Today, I’ve learned the lesson fear taught me. I’ve learned that fear is my friend.
What is it that frightens you? Typical answers for me include:
- Feeling isolated
- “Drops of Jupiter” one more time, and of course
- Anything by Coldplay
All kidding aside, I have realized that fear is my friend. If something is challenging, I tend to fear it – especially something that I really want to do….but I’m not sure if I can.
I mean, even success can be scary, if we are being honest. But the scariest thing is having a great idea, and no one will listen to it. Great ideas don’t matter much if others can’t get engaged, and that’s what happened in Mann Gulch.
I’ve decided that fear is not going to be an inhibitor for me. Fear is not going to keep me from making the connections that matter.
You’ve got to turn to others when times are tough – and you’ve got to be clear on your message. That’s the lesson that fear taught me.

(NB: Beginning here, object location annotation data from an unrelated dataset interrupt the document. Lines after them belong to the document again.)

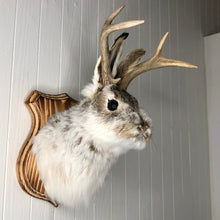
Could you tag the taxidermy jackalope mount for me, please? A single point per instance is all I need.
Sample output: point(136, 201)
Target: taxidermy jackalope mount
point(66, 160)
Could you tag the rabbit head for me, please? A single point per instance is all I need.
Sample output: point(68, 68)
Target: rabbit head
point(75, 148)
point(118, 115)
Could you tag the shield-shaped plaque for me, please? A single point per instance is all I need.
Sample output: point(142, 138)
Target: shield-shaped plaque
point(41, 107)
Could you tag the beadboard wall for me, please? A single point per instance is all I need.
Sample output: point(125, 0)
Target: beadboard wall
point(210, 10)
point(52, 46)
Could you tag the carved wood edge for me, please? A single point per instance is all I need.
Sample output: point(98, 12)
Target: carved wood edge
point(41, 106)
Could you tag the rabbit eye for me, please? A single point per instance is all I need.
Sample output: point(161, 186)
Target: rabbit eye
point(112, 105)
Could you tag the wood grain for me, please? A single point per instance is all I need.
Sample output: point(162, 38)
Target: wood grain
point(41, 107)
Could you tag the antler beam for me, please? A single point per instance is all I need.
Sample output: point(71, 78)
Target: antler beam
point(157, 61)
point(107, 29)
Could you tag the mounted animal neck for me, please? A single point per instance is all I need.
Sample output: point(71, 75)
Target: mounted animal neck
point(72, 153)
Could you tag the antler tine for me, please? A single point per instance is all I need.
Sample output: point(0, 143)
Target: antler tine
point(115, 53)
point(107, 29)
point(157, 61)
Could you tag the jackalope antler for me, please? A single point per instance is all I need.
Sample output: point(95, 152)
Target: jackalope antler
point(129, 68)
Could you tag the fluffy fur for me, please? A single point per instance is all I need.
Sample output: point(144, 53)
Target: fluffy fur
point(76, 148)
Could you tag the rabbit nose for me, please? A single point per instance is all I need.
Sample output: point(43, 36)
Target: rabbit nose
point(146, 131)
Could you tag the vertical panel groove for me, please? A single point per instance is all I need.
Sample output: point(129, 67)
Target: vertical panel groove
point(10, 107)
point(39, 42)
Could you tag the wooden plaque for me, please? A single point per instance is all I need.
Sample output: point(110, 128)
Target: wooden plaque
point(41, 107)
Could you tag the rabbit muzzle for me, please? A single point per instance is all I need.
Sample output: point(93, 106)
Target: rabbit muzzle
point(145, 131)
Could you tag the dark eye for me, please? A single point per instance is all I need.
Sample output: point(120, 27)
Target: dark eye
point(112, 105)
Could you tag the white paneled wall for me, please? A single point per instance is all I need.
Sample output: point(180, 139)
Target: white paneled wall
point(52, 46)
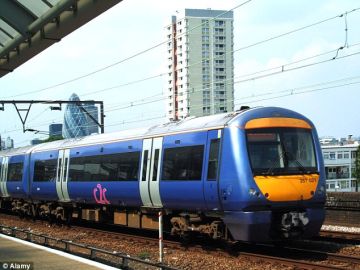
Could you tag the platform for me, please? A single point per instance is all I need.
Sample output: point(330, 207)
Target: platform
point(20, 254)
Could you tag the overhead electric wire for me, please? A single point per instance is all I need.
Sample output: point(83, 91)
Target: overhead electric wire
point(122, 60)
point(159, 44)
point(289, 92)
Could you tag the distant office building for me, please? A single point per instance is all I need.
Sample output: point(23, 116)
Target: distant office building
point(339, 161)
point(76, 122)
point(200, 63)
point(55, 130)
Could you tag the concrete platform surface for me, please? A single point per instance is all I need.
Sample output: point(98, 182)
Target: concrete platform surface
point(19, 254)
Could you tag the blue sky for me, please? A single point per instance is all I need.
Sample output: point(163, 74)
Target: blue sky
point(325, 90)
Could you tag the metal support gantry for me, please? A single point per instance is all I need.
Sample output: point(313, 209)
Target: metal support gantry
point(78, 103)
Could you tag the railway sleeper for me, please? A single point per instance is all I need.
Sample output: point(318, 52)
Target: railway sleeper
point(183, 225)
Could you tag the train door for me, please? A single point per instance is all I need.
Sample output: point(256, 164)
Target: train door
point(62, 174)
point(150, 172)
point(3, 177)
point(211, 183)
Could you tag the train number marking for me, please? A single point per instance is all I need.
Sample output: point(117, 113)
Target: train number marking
point(102, 197)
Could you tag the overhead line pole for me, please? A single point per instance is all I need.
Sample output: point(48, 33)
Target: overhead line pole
point(78, 103)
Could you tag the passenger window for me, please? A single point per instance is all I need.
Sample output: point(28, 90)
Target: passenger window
point(15, 172)
point(145, 161)
point(156, 162)
point(112, 167)
point(183, 163)
point(45, 170)
point(213, 160)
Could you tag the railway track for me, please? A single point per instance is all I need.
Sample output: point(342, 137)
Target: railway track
point(303, 258)
point(338, 235)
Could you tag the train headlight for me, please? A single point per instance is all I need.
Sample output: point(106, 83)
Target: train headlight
point(253, 192)
point(321, 189)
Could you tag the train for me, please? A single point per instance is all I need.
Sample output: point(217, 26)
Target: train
point(254, 175)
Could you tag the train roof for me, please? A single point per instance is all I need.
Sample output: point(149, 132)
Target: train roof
point(190, 124)
point(186, 125)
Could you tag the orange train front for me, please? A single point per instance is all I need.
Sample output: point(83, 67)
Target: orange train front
point(272, 181)
point(251, 175)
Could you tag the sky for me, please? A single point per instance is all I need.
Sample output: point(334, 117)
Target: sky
point(286, 54)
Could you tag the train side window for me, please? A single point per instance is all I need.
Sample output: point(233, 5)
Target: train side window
point(213, 159)
point(112, 167)
point(146, 154)
point(183, 163)
point(45, 170)
point(15, 172)
point(156, 162)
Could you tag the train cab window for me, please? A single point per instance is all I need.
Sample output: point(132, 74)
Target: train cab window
point(15, 172)
point(45, 170)
point(183, 163)
point(213, 159)
point(112, 167)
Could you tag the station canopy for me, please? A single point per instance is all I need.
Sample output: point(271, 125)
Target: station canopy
point(27, 27)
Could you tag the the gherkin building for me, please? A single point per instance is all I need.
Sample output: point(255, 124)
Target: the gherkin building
point(76, 122)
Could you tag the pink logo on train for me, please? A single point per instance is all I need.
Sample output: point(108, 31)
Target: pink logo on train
point(99, 190)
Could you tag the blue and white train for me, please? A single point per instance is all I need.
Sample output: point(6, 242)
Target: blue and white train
point(251, 175)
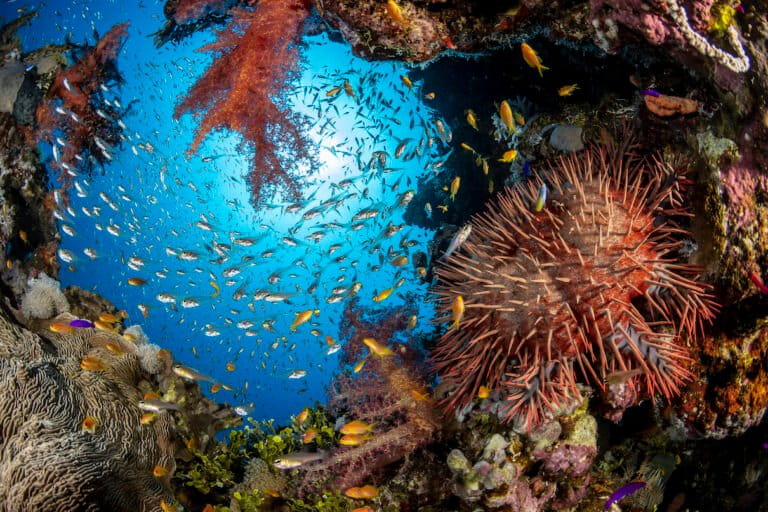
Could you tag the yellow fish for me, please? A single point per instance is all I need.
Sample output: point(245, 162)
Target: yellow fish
point(395, 12)
point(455, 184)
point(532, 58)
point(567, 90)
point(377, 348)
point(109, 318)
point(471, 119)
point(383, 295)
point(103, 326)
point(457, 308)
point(302, 416)
point(301, 318)
point(399, 261)
point(348, 89)
point(309, 435)
point(505, 112)
point(91, 364)
point(60, 327)
point(508, 156)
point(353, 439)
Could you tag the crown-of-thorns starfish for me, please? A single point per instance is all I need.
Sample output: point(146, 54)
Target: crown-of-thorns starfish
point(589, 286)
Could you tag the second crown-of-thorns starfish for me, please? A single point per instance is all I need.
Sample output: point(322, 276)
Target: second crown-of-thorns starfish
point(590, 286)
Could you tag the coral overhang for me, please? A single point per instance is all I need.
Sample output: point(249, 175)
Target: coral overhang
point(589, 287)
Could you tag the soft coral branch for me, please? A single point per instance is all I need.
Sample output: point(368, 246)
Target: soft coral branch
point(241, 90)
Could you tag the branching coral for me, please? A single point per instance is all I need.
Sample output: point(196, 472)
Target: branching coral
point(256, 57)
point(387, 396)
point(388, 393)
point(581, 287)
point(75, 106)
point(738, 63)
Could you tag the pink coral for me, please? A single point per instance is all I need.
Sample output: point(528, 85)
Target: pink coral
point(577, 289)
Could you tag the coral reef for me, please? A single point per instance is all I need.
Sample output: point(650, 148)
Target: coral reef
point(74, 106)
point(48, 460)
point(390, 395)
point(256, 56)
point(43, 299)
point(577, 267)
point(27, 229)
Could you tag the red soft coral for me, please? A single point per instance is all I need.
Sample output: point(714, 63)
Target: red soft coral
point(257, 56)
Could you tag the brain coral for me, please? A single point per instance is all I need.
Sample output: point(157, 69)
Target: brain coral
point(589, 287)
point(48, 461)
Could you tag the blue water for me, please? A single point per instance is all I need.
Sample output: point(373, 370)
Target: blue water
point(160, 194)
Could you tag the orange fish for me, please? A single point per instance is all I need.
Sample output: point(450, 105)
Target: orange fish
point(90, 424)
point(60, 327)
point(103, 326)
point(310, 435)
point(114, 348)
point(353, 439)
point(147, 418)
point(532, 58)
point(377, 348)
point(356, 427)
point(396, 13)
point(91, 364)
point(302, 416)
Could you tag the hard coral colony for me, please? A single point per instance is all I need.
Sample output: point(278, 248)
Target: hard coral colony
point(588, 286)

Fear is my friend because it lets me know what’s important. Giving a great keynote presentation to a group is a privilege, and an opportunity. I’ve watched so many butt-numbing speeches in meetings that I have made it my life’s mission to make sure you avoid numb-butt. Or something like that. (I’m an elevator pitch guy, not a poet. What can I say?)
I’ve discovered a new way of looking at things, thanks to my fear. For me, giving a presentation is an opportunity to help people to make real connections. Making a difference is important to me – even more important than my fear. I owe it to my audience (whether 1 or 1,000) to deliver the best possible presentation I can.
I’m not afraid of getting better, so I’m not afraid to try.
What do you fear, when you really should embrace it? Doesn’t a little adrenaline let you know that something’s really worthwhile? Maybe you’re afraid of making that important connection. Whatever the case may be, remember this: When you make a real connection, you can make a real difference.